Alain Walther | 25.02.2009 | 00:04
Communiquer sur internet, c’est l’enfance de l’art pour Paul*, prof d’informatique dans un centre de formation pour adultes. A 40 ans, une épouse et trois enfants, ce formateur lausannois se retrouve devant la justice pour avoir collaboré avec une mafia installée en Europe de l’Est.
L’année dernière, Paul perd son job. Alors, il place son curriculum vitae sur deux sites internet consacrés à la recherche d’emplois. Cela ne le mène pas bien loin, Paul ne trouve pas d’emploi fixe mais une certaine Kate W., directrice d’une association caritative (la soi-disant Happy Children) installée à Varsovie, lui fait une offre. Pas juteuse, mais intéressante quand même: 5% de commission sur tous les fonds qui transiteront sur le compte postal de Paul. Charge à ce dernier de répartir la somme reçue par des pseudo-donateurs après avoir pris sa commission. Happy Children lui fournit une liste de bénéficiaires ukrainiens. Paul utilise une entreprise de transferts de fonds pour permettre à l’argent d’arriver plus vite sur place pour venir en aide aux enfants déshérités.
Banque cyberdétroussée
«Le site internet était très bien fait, l’idée généreuse, raconte le Vaudois. J’ai signé le contrat sans me poser de questions.» D’ailleurs, cela marche du premier coup. Paul traîne un peu avant d’agir. Kate Wilson s’empresse de le relancer par téléphone. «Qu’attendez-vous pour envoyer l’argent?» s’impatiente la patronne de Happy Children. Le Vaudois s’exécute et empoche sa commission.

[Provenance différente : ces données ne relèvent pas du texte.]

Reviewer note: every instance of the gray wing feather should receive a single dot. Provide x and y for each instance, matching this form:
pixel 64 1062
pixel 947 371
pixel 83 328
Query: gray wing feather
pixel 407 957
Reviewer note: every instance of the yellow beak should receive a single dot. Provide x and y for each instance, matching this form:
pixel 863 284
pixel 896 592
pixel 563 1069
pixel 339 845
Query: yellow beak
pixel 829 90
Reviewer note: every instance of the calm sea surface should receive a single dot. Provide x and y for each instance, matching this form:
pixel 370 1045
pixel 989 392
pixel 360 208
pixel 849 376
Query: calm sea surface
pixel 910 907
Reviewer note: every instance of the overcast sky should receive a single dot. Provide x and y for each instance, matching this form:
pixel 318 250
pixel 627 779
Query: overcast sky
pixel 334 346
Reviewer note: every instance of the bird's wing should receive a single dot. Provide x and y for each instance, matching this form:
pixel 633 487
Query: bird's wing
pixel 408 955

Le deuxième acte est un peu plus douloureux. «Un matin à 6 h, quatre policiers ont frappé à ma porte. Les enfants ont paniqué, mon épouse a vu rouge, raconte l’informaticien, et je me suis retrouvé au poste.» Paul est soupçonné d’être un receleur, de travailler pour une association de malfaiteurs chargée de blanchir de l’argent. D’ailleurs, une banque du Luxembourg, attaquée par des cybercriminels, a la preuve que 6000 euros détournés ont atterri sur son compte. Faisant preuve de sa bonne foi, le Vaudois n’a pas été inculpé par la justice, mais il risque de devoir rembourser les 6000 euros (9000 francs) à la banque luxembourgeoise, qui ne lâche pas son os.

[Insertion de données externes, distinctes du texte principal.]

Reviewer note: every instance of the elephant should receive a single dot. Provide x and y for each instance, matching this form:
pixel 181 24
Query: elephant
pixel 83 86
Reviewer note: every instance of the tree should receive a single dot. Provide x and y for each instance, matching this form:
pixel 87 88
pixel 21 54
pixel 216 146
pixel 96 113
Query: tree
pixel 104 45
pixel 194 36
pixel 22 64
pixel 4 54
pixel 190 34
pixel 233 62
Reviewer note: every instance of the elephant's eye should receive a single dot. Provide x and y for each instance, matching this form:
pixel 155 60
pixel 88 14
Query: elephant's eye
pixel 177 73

Actuellement, deux autres Vaudois sont inquiétés pour le même genre d’affaires. La première personne, comme Paul, a pu faire preuve de sa bonne foi. La deuxième a accepté de transférer de l’argent à plusieurs reprises sans se poser de questions. Il n’échappe pas, lui, à l’inculpation.
Qui est Kate?
«Ils ont pensé à tout, ont trop bien monté leur coup, et sont trop efficaces. Nous sommes probablement en présence d’une association travaillant pour une mafia de l’internet, en fait les serviteurs d’arnaqueurs en amont», estime Jean Treccani, suppléant du juge d’instruction cantonal. Selon le magistrat, les «mules» ne sont utilisées qu’une fois. Il est certain qu’une arnaque aussi sophistiquée a été mise sur pied pour recruter plus d’un gogo.

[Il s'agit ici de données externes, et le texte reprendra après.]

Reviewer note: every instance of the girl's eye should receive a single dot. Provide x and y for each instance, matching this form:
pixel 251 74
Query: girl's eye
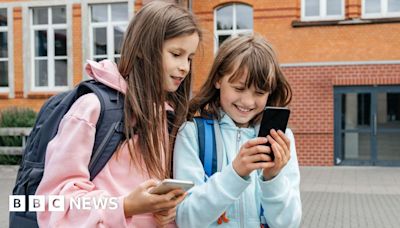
pixel 175 54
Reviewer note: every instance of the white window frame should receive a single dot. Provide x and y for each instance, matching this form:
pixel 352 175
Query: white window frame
pixel 6 89
pixel 50 50
pixel 322 12
pixel 233 31
pixel 384 11
pixel 109 25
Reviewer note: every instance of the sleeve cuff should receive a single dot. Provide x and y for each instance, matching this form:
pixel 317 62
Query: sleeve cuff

En juin dernier, Happy Children avait, par courriels, déjà bombardé de propositions la région genevoise. La police s’en était inquiétée. Selon un site anglais (www.bobbear.co.uk) spécialisé dans la dénonciation du blanchiment d’argent via internet, Happy Children est l’avatar du tout aussi bidon Happy Kids. Mais qui est Kate? En fait, elle n’existe pas. «C’était juste une voix qui parlait anglais au bout d’une mauvaise ligne téléphonique», raconte Paul.